When the new council members finally show up -- Harvard economist N. Gregory Mankiw has been nominated chairman and Princeton's Harvey Rosen and MIT Sloan School's Kristin Forbes are thought to be on the way -- they will face a difficult challenge.

All three are stars, each in their own way. But first they must pass the gantlet of confirmation hearings. Then they must achieve the other, more important hearings -- periodic audiences with the president, and the license to publicly articulate his views.

Remember, for all their cavalier attitude towards the professoriate, there is a strong economic underpinning to the thought of the second Bush administration. They want to make the government smaller. They may not, however, have thought very deeply about whether that can possibly work in the face of the baby boom's impending retirement. No matter what, some very unattractive choices loom.

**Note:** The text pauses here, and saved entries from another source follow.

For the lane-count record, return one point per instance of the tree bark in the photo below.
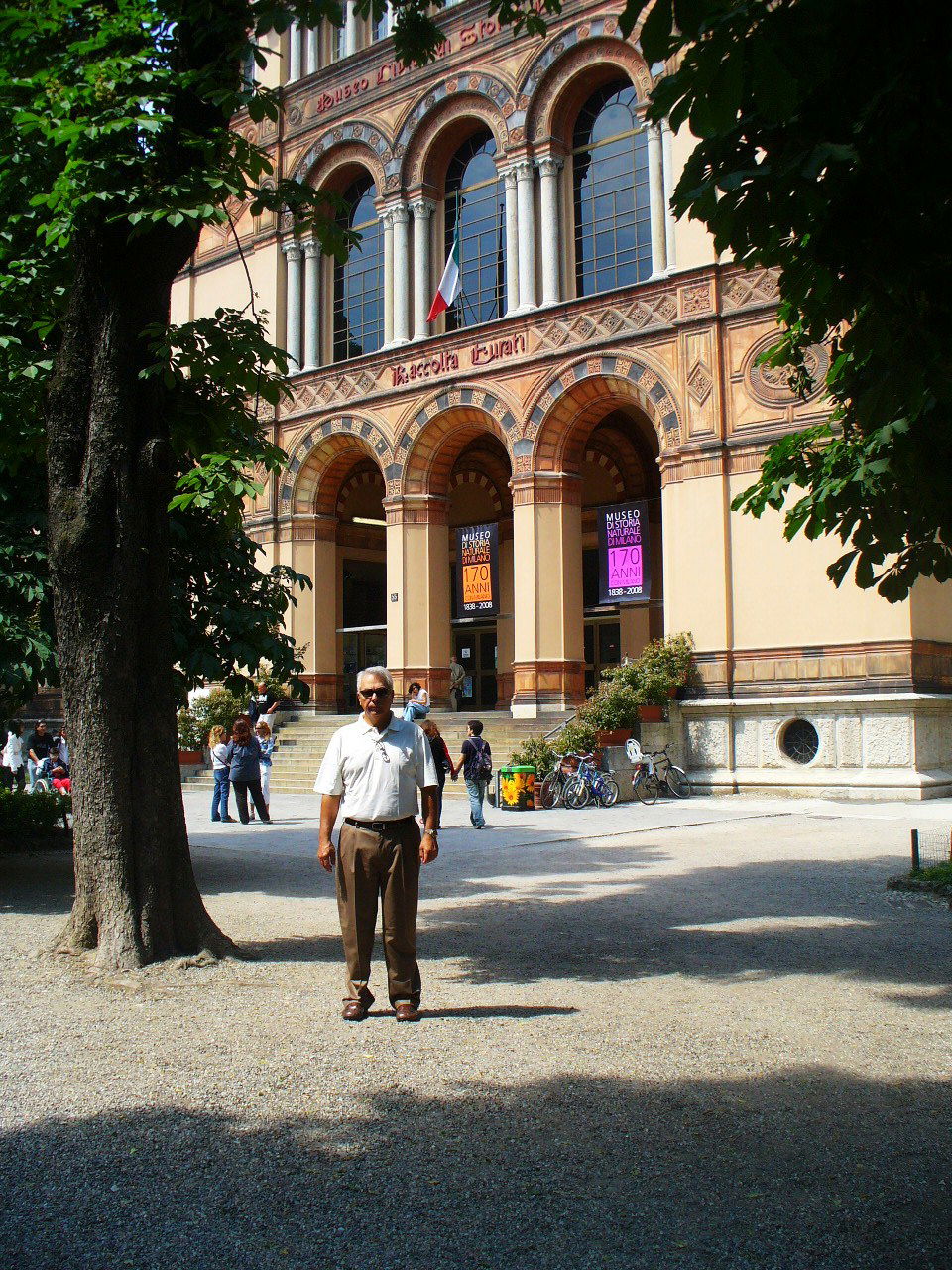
(111, 477)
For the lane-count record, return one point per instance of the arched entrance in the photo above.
(479, 494)
(338, 538)
(619, 465)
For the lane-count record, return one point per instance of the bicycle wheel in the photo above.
(645, 788)
(576, 793)
(551, 790)
(678, 781)
(608, 792)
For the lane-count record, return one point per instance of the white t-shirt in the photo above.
(379, 772)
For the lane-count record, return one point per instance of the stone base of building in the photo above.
(884, 746)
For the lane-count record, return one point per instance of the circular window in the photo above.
(800, 742)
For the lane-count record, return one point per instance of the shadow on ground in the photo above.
(806, 1171)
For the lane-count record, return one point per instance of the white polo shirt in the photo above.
(379, 772)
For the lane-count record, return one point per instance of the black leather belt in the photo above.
(377, 826)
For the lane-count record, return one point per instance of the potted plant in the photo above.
(612, 711)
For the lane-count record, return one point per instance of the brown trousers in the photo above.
(386, 865)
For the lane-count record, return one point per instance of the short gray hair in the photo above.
(380, 671)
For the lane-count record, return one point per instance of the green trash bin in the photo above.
(517, 789)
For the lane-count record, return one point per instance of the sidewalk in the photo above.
(693, 1035)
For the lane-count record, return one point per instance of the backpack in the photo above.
(484, 761)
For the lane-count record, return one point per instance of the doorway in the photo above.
(476, 651)
(603, 639)
(362, 648)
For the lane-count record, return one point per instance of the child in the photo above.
(267, 742)
(217, 743)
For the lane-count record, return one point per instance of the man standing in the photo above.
(457, 674)
(376, 766)
(476, 765)
(262, 705)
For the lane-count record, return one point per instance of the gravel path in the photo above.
(697, 1035)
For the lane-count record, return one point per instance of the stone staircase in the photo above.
(302, 740)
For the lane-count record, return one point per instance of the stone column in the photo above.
(294, 53)
(548, 667)
(417, 575)
(388, 277)
(512, 243)
(402, 273)
(422, 282)
(293, 305)
(312, 304)
(551, 239)
(667, 164)
(315, 620)
(349, 30)
(527, 234)
(655, 187)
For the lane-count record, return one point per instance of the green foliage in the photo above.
(816, 159)
(30, 816)
(536, 752)
(938, 874)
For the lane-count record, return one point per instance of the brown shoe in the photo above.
(356, 1011)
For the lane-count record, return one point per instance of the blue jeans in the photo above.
(220, 794)
(477, 792)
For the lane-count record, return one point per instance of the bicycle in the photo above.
(589, 784)
(670, 779)
(552, 786)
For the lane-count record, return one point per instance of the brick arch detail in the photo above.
(307, 476)
(472, 476)
(589, 384)
(359, 136)
(416, 144)
(563, 62)
(439, 432)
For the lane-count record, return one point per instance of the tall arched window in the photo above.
(612, 203)
(475, 197)
(358, 305)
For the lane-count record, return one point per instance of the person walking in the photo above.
(457, 676)
(221, 775)
(371, 772)
(12, 758)
(476, 765)
(267, 742)
(263, 703)
(244, 758)
(39, 746)
(417, 702)
(440, 761)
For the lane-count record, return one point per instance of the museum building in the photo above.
(597, 356)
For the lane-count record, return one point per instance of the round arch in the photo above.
(571, 76)
(436, 435)
(430, 144)
(321, 460)
(571, 403)
(357, 141)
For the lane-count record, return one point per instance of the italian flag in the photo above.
(449, 282)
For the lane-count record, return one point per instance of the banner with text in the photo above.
(477, 571)
(624, 557)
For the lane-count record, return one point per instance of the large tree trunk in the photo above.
(109, 486)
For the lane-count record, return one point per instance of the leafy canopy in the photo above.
(819, 157)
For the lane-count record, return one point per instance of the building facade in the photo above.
(598, 353)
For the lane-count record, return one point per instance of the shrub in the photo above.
(30, 816)
(536, 752)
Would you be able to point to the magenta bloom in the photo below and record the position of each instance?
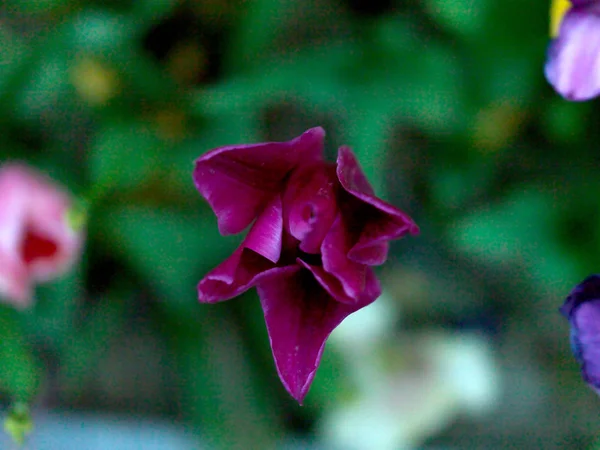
(37, 244)
(317, 228)
(573, 66)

Thus the second Bush term, assuming it occurs, will be set up as a referendum on what now is called "Rubinomics," after former Treasury Secretary Robert Rubin. The Clinton administration raised taxes and got a boom that eliminated the deficit. The Bush administration cut taxes and increased the deficit. We'll see what kind of an economy they get. It is always possible that that growth will be better than expected.

It is possible, too, that the country will reach a fiscal crisis and the reaction of the public will be in effect, Yes, they were right, there was nothing much they could have done. Then a stoic Congress will make the necessary cuts in entitlement programs

But it is at least as likely that the reaction of a majority of voters will be rage.

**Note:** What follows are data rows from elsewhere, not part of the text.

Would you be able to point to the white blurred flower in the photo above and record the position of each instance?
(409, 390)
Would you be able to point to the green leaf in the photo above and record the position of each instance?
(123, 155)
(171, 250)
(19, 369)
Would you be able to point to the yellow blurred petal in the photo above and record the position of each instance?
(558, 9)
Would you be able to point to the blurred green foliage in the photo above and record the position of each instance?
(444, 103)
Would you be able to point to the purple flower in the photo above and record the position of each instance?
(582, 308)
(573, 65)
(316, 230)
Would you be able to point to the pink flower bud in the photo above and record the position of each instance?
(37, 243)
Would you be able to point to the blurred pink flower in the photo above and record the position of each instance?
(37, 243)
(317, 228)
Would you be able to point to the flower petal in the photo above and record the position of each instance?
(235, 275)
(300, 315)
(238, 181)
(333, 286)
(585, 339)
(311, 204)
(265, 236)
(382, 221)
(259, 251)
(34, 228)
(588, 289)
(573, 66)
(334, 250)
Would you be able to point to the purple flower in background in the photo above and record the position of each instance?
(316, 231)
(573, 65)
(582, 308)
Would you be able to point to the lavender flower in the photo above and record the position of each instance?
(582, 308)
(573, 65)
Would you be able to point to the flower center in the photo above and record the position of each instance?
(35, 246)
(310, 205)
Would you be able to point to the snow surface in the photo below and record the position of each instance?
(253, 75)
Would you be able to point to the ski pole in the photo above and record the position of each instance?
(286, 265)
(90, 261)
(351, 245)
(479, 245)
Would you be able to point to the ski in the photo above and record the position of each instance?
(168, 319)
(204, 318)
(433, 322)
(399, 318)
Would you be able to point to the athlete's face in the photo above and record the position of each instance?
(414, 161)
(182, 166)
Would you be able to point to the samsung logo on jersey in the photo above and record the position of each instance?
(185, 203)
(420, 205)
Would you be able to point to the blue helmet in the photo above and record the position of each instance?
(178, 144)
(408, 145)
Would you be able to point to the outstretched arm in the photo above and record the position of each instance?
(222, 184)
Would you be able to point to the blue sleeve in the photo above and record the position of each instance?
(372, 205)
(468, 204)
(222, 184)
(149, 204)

In any event, the fact that Dick Cheney will be staying on means that no potential presidential Republican successor will be anointed by the Bush administration. Some familiar figures already have left -- former Treasury Secretary Paul O'Neill, for example. Others veterans may leave in due course. A new Fed chairman eventually will be appointed, a new Chief Justice too, and many other judges.

With those exceptions, the long patrol that started with the Ford administration finally will come to an end one day in January 2009, disappearing all at once, 35 years after it began, a little like the Wonderful One-Hoss Shay of the famous story. Behind it in Washington, the Bush administration will leave behind plenty of talented seconds -- but perhaps otherwise a fiscal Vietnam. That would be an invitation to a very different kind of politician to walk in and take the reins of power.

But the Democrats who hope to take control cannot expect to govern credibly unless they find a way to bond themselves against the charge that they automatically favor higher taxes. That would mean embracing some new kind of fiscal framework designed to tie the hands of budget-makers, much as the relatively simple and transparent rule that now governs monetary policy and constrains the governors and bankers of the Federal Reserve System.

For 20 years US politics has been a kind of Punch-and-Judy show, in which the Republicans have tried to limit spending on government to around 16 percent of GDP and the Democrats have tried to raise it to 20 percent. Each side has availed itself of every conceivable stratagem, fair and foul, to achieve its goal -- short of actually seeking to tell the truth in a manner on which both sides can agree.

Those enormous aggregate numbers cannot meaningfully be discussed, however, until there is some rough agreement about the bourgeoning share of spending that will be devoted to health care in the coming years -- much of it channeled through government insurance.

Clearly there is plenty of work for the members and staffers of the Council of Economic Advisers to do -- before they return from their exile to the White House grounds.